In such sweeping claims, this book
leaves its most powerful impact. The granular accumulation of proof will assist
academics, for it gathers arcane studies and diligent interpretations into a
valuable volume. Yet as hundreds of pages demonstrate, these particulars pile
up as densely as did effluvia and bones in dank churchyards that archeologists
have unearthed and gravediggers had lamented. The “regime of the dead” presses
down indelibly. Laqueur calculates the ratio (miniscule) between the remnants
left by bones and fluids in comparison to the amount (considerable) excreted by
the living within an industrialized city. Victorian reformers demanded hygiene.
Their false claims of the danger of the rank corpse accelerated the trend away
from crammed churchyards to planned meadows. There, increasing ranks of the
dead did not wait for Judgment Day in elegiac and venerable plots where
families had long relegated their village departed. In cemeteries, picnickers
and strollers could enjoy their visits, where the “new regime” created “a novel
and luxuriantly protean space” (212).
Romantic-era notions of pastoral slumber
presaged communal creation of the funeral industry and the bureaucratic
register. Dramatizing memory, venerating preservation, admitting finitude, and
defying salvation, modern habits of paying respect to the departed superseded
ecclesiastical rites.
Burial plots and fancy funerals
appealed as the poor imitated their betters. Exhumations exemplified the
rationales for artistic, legal, criminal, medical, and clerical examinations.

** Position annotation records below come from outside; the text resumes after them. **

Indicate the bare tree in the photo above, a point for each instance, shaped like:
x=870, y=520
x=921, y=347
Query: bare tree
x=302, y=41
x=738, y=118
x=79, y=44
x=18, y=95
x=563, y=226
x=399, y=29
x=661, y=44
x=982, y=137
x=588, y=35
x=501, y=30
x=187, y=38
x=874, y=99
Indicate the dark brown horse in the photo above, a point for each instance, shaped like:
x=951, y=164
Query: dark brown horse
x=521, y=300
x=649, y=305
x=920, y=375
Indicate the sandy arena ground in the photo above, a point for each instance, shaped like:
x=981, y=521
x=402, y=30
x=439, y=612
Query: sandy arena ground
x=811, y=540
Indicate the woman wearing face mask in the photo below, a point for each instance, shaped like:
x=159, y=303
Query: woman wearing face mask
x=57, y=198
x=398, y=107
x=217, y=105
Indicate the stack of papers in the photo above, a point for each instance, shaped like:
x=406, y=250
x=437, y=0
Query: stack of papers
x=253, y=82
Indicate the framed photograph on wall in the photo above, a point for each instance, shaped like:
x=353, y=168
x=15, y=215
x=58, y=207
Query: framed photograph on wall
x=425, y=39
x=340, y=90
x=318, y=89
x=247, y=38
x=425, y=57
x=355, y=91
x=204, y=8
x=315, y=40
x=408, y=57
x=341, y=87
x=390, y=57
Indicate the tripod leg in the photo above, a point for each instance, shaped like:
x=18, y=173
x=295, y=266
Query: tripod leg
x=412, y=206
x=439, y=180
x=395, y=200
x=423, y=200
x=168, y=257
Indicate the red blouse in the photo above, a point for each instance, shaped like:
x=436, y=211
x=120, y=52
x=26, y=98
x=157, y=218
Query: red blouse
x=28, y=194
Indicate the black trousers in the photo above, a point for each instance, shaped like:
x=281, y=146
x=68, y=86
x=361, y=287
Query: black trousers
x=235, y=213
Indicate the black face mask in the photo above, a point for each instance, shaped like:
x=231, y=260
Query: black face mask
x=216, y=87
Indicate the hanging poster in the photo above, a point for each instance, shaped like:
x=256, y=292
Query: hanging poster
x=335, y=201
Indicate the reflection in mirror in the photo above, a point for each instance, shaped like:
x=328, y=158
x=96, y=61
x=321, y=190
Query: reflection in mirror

Again, Laqueur totes up intricate processes, which counted on the assurance
that all the dead, in peace or especially in war, were accounted for,
regulated, and tallied up neatly.
Naming the disembodied embeds them
as a “reinscription of loss, one of its poor avatars, a substitute, a
placeholder, a trace of a trace” (366). Laqueur may move his readers in such
pauses from his scrutiny. He displays the “unprecedented scale” of technical,
political, and emotional means by which recent mourners, brokers, claimants,
and heirs collude to ensure post-mortem precision. Less than a third of
twenty-six billion people born between 1500 and 2010 are known to us. Mormon
genealogists labor to baptize all dead. Obituaries proclaimed public notice as
newspapers expanded literacy and popularized devotions. These ceremonial
practices generate a “commemorative culture” from the Civil War on, one which
left thousands of memorials, modest or monumental, to the “absent but present
dead,” among which were many vanished or irretrievable casualties of the Great
War.
The author rarely admits the
personal, but an aside merits mention. His father’s 1929 alma mater, a Hamburg
gymnasium, lists those who died “fighting for Germany” together with those “as
victims of the Holocaust” (423). Technological and emotional imperatives
combine in massive records of both world wars, which made “knowing both
possible and necessary” (466).
Cremation demoted death “to its
physiological basis,” says Laqueur (509). Protestants interpreted the restoration
of the body at the Last Judgment as metaphorical. The need to rest a body in
sacred ground dwindled. Body, memory, and locale nevertheless persist today as
obligations. Continuity in The Work of the Dead, Laqueur concludes,
endures even as medical progress prevents acceptance of mortality among
desperate families who seek, inevitably, miracles.
Date of Review:
December 29, 2017
About the Author
Thomas W. Laqueur is the Helen Fawcett Professor of History at the
University of California, Berkeley. His books include Making Sex: Body and
Gender from the Greeks to Freud and Solitary Sex: A Cultural History of
Masturbation. He is a regular contributor to the London Review of Books.